Crise de refugiados palestinos é uma ‘bomba-relógio’ no Oriente Médio, adverte ONU

Segundo as últimas estatísticas, Gaza hoje apresenta o maior número de desemprego do mundo, com mais de 60% da população jovem sem trabalho, uma situação agravada pelo bloqueio econômico ao território.

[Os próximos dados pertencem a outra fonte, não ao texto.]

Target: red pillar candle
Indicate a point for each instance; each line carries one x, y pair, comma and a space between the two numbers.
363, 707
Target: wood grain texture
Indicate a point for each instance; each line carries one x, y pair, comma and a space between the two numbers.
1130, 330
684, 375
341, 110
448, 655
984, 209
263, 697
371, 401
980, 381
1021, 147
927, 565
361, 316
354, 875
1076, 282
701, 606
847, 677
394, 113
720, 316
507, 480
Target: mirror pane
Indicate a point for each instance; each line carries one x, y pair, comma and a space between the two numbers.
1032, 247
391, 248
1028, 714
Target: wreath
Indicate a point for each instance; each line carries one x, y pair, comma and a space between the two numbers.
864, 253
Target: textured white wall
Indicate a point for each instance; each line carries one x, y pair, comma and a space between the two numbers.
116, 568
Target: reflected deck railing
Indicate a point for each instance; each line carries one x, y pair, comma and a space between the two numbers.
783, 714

Alto desemprego em Gaza e bloqueio econômico agrava a situação dos palestinos na região. Foto: UNRWA Archives/Shareef Sarhan

Alto desemprego em Gaza e bloqueio econômico agrava a situação dos palestinos na região. Foto: UNRWA Archives/Shareef Sarhan

As condições implacáveis que afligem milhões de deslocados palestinos em todo o Oriente Médio arriscam desestabilizar a região e mergulhá-la em uma crise humanitária e de segurança ainda mais grave, alertou o chefe da Agência da ONU de Assistência aos Refugiados da Palestina (UNRWA).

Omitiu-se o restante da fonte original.